Date of Original Version
All Rights Reserved
Abstract or Description
Many programs initialize or copy large amounts of memory data. Initialization and copying are forms of memory operations that do not require computation in order to derive their data-values – they either deal with known data-values (e.g., initialize to zero) or simply move data-values that already exist elsewhere in memory (e.g., copy). Therefore, initialization/copying can potentially be performed entirely within the main memory subsystem without involving the processor or the DMA engines. Unfortunately, existing main memory subsystems are unable to take advantage of this fact. Instead, they unnecessarily transfer large amounts of data between main memory and the processor (or the DMA engine) – thereby consuming large amounts of latency, bandwidth, and energy.

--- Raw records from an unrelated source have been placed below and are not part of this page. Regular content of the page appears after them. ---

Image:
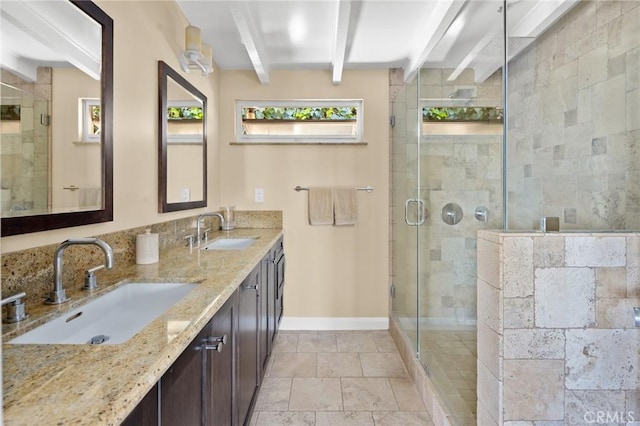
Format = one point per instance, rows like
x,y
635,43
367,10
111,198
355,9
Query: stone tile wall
x,y
574,121
25,155
556,337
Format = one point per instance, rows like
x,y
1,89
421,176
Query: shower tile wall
x,y
25,155
556,336
464,169
574,121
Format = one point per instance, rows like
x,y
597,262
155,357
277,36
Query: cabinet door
x,y
219,361
264,342
181,388
146,412
248,305
279,271
272,287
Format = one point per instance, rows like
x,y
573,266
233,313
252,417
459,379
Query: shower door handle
x,y
421,211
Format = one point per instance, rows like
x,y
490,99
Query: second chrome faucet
x,y
58,295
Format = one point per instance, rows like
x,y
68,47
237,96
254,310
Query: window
x,y
300,121
184,122
467,120
91,120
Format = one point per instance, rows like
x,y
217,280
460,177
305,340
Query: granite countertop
x,y
102,384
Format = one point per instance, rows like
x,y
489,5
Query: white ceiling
x,y
266,35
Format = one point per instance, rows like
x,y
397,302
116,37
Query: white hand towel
x,y
345,206
320,206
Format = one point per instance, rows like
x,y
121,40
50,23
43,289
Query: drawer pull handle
x,y
215,343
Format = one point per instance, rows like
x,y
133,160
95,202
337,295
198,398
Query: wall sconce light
x,y
196,55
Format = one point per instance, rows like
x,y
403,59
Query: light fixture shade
x,y
207,54
193,39
196,55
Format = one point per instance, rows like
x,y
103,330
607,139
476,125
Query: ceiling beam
x,y
59,27
489,50
435,26
340,39
251,39
489,37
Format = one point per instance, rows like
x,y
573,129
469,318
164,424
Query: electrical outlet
x,y
258,195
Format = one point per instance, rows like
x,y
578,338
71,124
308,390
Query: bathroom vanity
x,y
204,357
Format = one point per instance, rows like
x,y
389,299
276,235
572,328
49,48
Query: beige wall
x,y
331,271
74,164
144,32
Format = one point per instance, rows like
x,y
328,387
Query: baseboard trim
x,y
330,323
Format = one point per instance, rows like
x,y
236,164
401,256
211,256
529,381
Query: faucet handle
x,y
90,281
190,238
15,308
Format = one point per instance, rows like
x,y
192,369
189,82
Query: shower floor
x,y
449,354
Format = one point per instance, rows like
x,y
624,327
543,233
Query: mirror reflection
x,y
182,179
56,142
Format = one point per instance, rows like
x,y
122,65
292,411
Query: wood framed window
x,y
327,121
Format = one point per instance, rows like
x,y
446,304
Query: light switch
x,y
258,195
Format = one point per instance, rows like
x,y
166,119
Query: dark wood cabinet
x,y
275,285
220,362
215,380
181,387
146,412
248,369
280,266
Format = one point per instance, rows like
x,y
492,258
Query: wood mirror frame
x,y
43,222
165,72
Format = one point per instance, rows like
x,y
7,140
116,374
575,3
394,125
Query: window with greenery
x,y
461,114
299,121
91,120
184,113
184,122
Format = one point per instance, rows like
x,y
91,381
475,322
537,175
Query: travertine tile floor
x,y
337,378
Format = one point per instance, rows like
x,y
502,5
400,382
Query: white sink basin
x,y
230,244
115,316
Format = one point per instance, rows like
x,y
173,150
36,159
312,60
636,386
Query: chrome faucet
x,y
202,216
58,296
15,308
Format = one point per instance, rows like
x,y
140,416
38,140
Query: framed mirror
x,y
182,168
56,103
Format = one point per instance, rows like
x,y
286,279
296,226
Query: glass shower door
x,y
405,205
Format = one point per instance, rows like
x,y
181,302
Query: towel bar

In this paper, we make the key observation that DRAM chips – the predominant substrate for main memory – already have the capability to transfer large amounts of data within themselves. Internally, a DRAM chip consists of rows of bits and a row-buffer. To access data from any portion of a particular row, the DRAM chip transfers the entire row (e.g., 4 Kbits) into the equally-sized rowbuffer, and vice versa. While this internal data-transfer between a row and the row-buffer occurs in bulk (i.e., all 4 Kbits at once), an external data-transfer (to/from the processor) is severely serialized due to the very narrow width of the DRAM chip’s data-pins (e.g., 8 bits). Our key idea is to utilize and extend the row-granularity data-transfer in order to quickly initialize or move data one row at a time within a DRAM chip. We call this new mechanism RowClone. By making several relatively unintrusive changes to DRAM chip design (0.026% die-size increase), we accelerate a one-page (4 KByte) copying operation by 11.5x, and a one-page zeroing operation by 5.8x, while also conserving memory bandwidth. In addition, we achieve large energy reductions – 41.5x/74.4x energy reductions for one-page zeroing/copying, respectively. We show that RowClone improves performance on an 8-core system by 27% averaged across 64 copy/initialization-intensive workloads.